We study the linear response of an effective relativistic two-fluid medium carrying separately conserved electric and magnetic charge currents.

The model is defined by the duality-symmetric Maxwell equations with electric and magnetic sources, together with Lorentz-force dynamics for two fluids with independent inertia and possible Carter-type entrainment.

The magnetic component is treated as an effective charge-carrying constituent, so the analysis uses only the closed two-fluid equations.

Around a homogeneous, neutral, and unmagnetized background, the transverse electromagnetic response contains two stable branches whose cutoffs are set by the electric and magnetic plasma frequencies and are exchanged by electric--magnetic duality.

In the longitudinal sector, entrainment mixes the electric and magnetic density oscillations, turns their crossing into an avoided crossing, and gives the stability condition $ \kappa^2<1 ,$ equivalent to positive definiteness of the two-fluid momentum matrix.

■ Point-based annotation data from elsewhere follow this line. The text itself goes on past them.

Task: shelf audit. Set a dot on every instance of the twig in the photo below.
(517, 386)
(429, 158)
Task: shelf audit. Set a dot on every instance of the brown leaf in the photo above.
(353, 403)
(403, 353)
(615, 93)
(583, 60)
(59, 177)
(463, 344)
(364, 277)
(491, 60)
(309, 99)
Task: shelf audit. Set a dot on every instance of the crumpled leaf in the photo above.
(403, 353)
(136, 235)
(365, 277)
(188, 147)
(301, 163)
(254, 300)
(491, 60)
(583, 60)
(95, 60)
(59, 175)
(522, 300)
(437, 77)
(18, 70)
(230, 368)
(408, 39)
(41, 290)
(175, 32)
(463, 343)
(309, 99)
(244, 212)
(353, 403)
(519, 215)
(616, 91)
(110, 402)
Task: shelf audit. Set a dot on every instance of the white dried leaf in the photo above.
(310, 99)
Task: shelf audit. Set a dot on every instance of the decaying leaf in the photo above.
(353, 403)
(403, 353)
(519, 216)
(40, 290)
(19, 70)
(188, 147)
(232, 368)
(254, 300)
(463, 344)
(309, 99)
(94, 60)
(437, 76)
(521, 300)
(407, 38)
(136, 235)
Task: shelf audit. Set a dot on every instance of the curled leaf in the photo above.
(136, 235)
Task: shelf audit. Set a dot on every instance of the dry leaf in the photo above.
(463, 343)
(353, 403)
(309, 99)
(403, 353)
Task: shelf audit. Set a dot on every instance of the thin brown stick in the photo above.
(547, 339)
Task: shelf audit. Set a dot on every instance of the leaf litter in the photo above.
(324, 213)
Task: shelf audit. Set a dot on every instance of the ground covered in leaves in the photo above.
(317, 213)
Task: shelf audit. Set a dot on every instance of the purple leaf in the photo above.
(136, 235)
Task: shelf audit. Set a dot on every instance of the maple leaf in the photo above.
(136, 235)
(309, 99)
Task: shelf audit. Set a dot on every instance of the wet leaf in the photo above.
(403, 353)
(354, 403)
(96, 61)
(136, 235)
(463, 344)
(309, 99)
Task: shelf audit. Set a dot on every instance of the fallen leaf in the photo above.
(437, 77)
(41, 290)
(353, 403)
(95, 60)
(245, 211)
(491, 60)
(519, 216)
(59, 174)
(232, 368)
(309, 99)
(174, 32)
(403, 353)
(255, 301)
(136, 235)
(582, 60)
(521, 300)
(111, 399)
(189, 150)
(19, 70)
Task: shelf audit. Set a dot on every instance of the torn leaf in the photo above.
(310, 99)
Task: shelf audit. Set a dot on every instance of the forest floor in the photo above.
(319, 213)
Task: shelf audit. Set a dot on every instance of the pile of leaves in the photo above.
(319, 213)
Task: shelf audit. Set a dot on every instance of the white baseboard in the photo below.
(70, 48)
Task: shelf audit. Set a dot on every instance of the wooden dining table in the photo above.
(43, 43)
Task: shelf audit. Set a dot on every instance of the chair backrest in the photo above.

Resolving the magnetic component into monopole and antimonopole species gives a neutral branch selected by magnetic charge conjugation \(C_m\).

In this branch the net magnetic current vanishes, so the long-range monopole field is absent, while the total magnetic density can still produce screened collective response.

The resulting picture is that magnetic charge can be statically hidden but dynamically visible.

A robust observable signature is the density scaling $\omega_{\rm coll}^2\sim\omega_{pm}^2\propto n^0_{(m)},$ which may survive dissipative broadening even when sharp ideal-plasma poles are not resolved.

We briefly comment on possible dyonic interpretations of magnetically neutral composites, but the linear-response results do not rely on that interpretation.